Taglio delle accise e prezzi in calo

Il provvedimento prevede una riduzione delle accise che porterà, secondo le stime dell’esecutivo, a un calo di circa 25 centesimi al litro per benzina e gasolio. L’obiettivo dichiarato è riportare i prezzi sotto la soglia di 1,90 euro al litro. Anche il Gpl beneficerà di una riduzione, pari a circa 12 centesimi al chilo. Le misure entrano in vigore con la pubblicazione in Gazzetta Ufficiale e avranno una durata limitata a venti giorni.

Scartata la social card

Il governo ha deciso di non intervenire con un rafforzamento della social card, ipotesi circolata nelle ore precedenti. La scelta è stata dettata dalla volontà di agire direttamente sui prezzi alla pompa per contenere l’aumento generalizzato dei costi.
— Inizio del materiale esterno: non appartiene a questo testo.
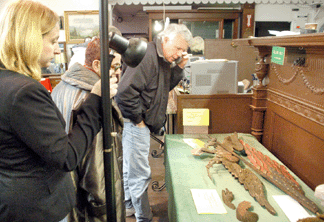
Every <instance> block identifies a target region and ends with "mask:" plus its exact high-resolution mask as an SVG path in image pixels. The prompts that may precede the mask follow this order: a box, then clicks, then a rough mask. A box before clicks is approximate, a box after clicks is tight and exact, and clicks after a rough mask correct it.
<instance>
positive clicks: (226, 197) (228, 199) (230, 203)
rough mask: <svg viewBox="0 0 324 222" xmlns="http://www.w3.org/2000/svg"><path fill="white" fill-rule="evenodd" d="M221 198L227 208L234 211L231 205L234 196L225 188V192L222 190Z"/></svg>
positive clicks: (230, 191) (234, 205)
mask: <svg viewBox="0 0 324 222" xmlns="http://www.w3.org/2000/svg"><path fill="white" fill-rule="evenodd" d="M222 198H223V202H224V203H225V204H226V206H228V207H229V208H231V209H233V210H235V208H236V207H235V205H234V204H233V203H232V201H233V199H234V195H233V193H232V192H231V191H229V190H228V189H227V188H226V189H225V190H222Z"/></svg>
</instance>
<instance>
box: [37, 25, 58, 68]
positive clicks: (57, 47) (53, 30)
mask: <svg viewBox="0 0 324 222" xmlns="http://www.w3.org/2000/svg"><path fill="white" fill-rule="evenodd" d="M59 32H60V28H59V25H58V24H57V25H56V26H55V27H54V28H53V29H52V30H51V31H50V32H49V33H47V34H46V35H44V36H43V51H42V53H41V57H40V59H39V64H40V66H41V67H42V68H43V67H49V66H50V65H51V61H52V60H53V59H54V55H55V54H60V53H61V51H60V48H59V45H58V38H59Z"/></svg>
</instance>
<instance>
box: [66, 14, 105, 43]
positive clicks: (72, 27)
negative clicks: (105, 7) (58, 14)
mask: <svg viewBox="0 0 324 222" xmlns="http://www.w3.org/2000/svg"><path fill="white" fill-rule="evenodd" d="M64 23H65V24H64V26H65V38H66V44H79V43H83V42H84V40H85V38H89V37H90V38H92V37H93V36H99V11H98V10H95V11H65V12H64Z"/></svg>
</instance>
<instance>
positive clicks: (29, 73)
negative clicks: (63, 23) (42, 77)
mask: <svg viewBox="0 0 324 222" xmlns="http://www.w3.org/2000/svg"><path fill="white" fill-rule="evenodd" d="M58 22H59V17H58V15H57V14H56V13H55V12H53V11H52V10H51V9H49V8H48V7H46V6H44V5H42V4H41V3H39V2H35V1H32V0H15V1H13V2H11V3H10V4H9V5H7V8H6V9H5V10H4V11H3V15H2V17H1V20H0V63H1V66H4V68H5V69H8V70H12V71H15V72H19V73H21V74H24V75H27V76H30V77H32V78H33V79H36V80H40V78H41V67H40V65H39V59H40V56H41V53H42V50H43V36H44V35H46V34H47V33H48V32H50V31H51V30H52V29H53V28H54V27H55V25H56V24H57V23H58ZM2 68H3V67H2Z"/></svg>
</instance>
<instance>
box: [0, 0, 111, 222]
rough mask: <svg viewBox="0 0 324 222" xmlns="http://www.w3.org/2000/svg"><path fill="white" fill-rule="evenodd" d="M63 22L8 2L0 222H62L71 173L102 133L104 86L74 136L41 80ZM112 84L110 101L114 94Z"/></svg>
mask: <svg viewBox="0 0 324 222" xmlns="http://www.w3.org/2000/svg"><path fill="white" fill-rule="evenodd" d="M58 22H59V18H58V16H57V14H55V13H54V12H53V11H52V10H50V9H49V8H47V7H46V6H44V5H42V4H40V3H38V2H34V1H31V0H18V1H14V2H11V3H10V4H9V5H8V6H7V8H6V9H5V10H4V11H3V15H2V18H1V20H0V221H2V222H7V221H8V222H9V221H10V222H12V221H47V222H51V221H53V222H58V221H60V220H63V219H64V218H65V217H66V216H67V214H68V213H69V212H70V211H71V209H72V208H73V206H74V205H75V195H74V190H73V184H72V180H71V177H70V174H69V173H68V172H69V171H72V170H74V169H75V168H76V167H77V165H78V164H79V162H80V161H81V160H82V158H83V156H84V154H85V152H86V151H87V148H88V147H89V146H90V144H91V143H92V141H93V138H94V137H95V135H96V134H97V133H98V132H99V130H100V128H101V124H100V120H101V114H100V109H101V108H100V105H101V97H100V95H101V91H100V88H101V86H100V82H98V83H96V84H95V86H94V88H93V90H92V91H91V93H90V95H89V97H88V98H87V99H86V100H85V102H84V103H83V104H82V105H81V107H80V108H79V109H78V110H77V111H76V118H75V119H76V121H75V123H74V126H73V129H72V130H71V132H70V133H69V134H66V132H65V122H64V119H63V117H62V115H61V113H60V112H59V110H58V108H57V107H56V105H55V104H54V102H53V101H52V99H51V96H50V94H49V93H48V91H47V90H46V89H45V87H43V85H41V84H40V83H39V82H38V80H40V78H41V74H40V70H41V67H47V66H49V64H50V61H51V60H52V59H53V58H54V55H55V54H57V53H60V51H59V47H58V42H57V41H58V38H59V26H58ZM115 82H116V78H112V80H111V94H112V95H114V94H115V93H116V91H117V84H115Z"/></svg>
La linea adottata supera anche le perplessità espresse nei giorni scorsi dal ministro delle Imprese Adolfo Urso, che aveva sollevato dubbi sull’efficacia di interventi temporanei sulle accise.

Credito d’imposta per imprese e pesca

Il decreto introduce un contributo straordinario per gli autotrasportatori, sotto forma di credito d’imposta, per compensare l’aumento del costo del gasolio registrato nei mesi di marzo, aprile e maggio rispetto a febbraio 2026. Un sostegno analogo, pari al 20%, è previsto per le imprese della pesca, con uno stanziamento di 10 milioni di euro annunciato dal ministro dell’Agricoltura Francesco Lollobrigida. Le modalità operative saranno definite con un provvedimento successivo.

Controlli e sanzioni contro le speculazioni

Accanto agli interventi economici, il decreto introduce un sistema straordinario di monitoraggio dei prezzi per i prossimi tre mesi. Le compagnie petrolifere dovranno comunicare quotidianamente i prezzi al ministero delle Imprese e non potranno modificarli nell’arco della stessa giornata. In caso di mancata comunicazione, scatterà una sanzione pari allo 0,1% del fatturato giornaliero. Un ruolo centrale sarà svolto da Mr Prezzi, struttura del ministero delle Imprese, che potrà attivare la Guardia di Finanza in presenza di aumenti anomali. In caso di irregolarità, sono previste sanzioni fino all’1% del fatturato, con un tetto massimo di 200mila euro, oltre alla possibilità di segnalazione alla magistratura per ipotesi di reato legate a manovre speculative.

Le prospettive

L’intervento ha natura temporanea e mira a frenare nell’immediato la crescita dei prezzi, in attesa di eventuali misure strutturali. Resta ora da verificare l’impatto reale del taglio delle accise sui listini e sulla dinamica dell’inflazione nei prossimi mesi.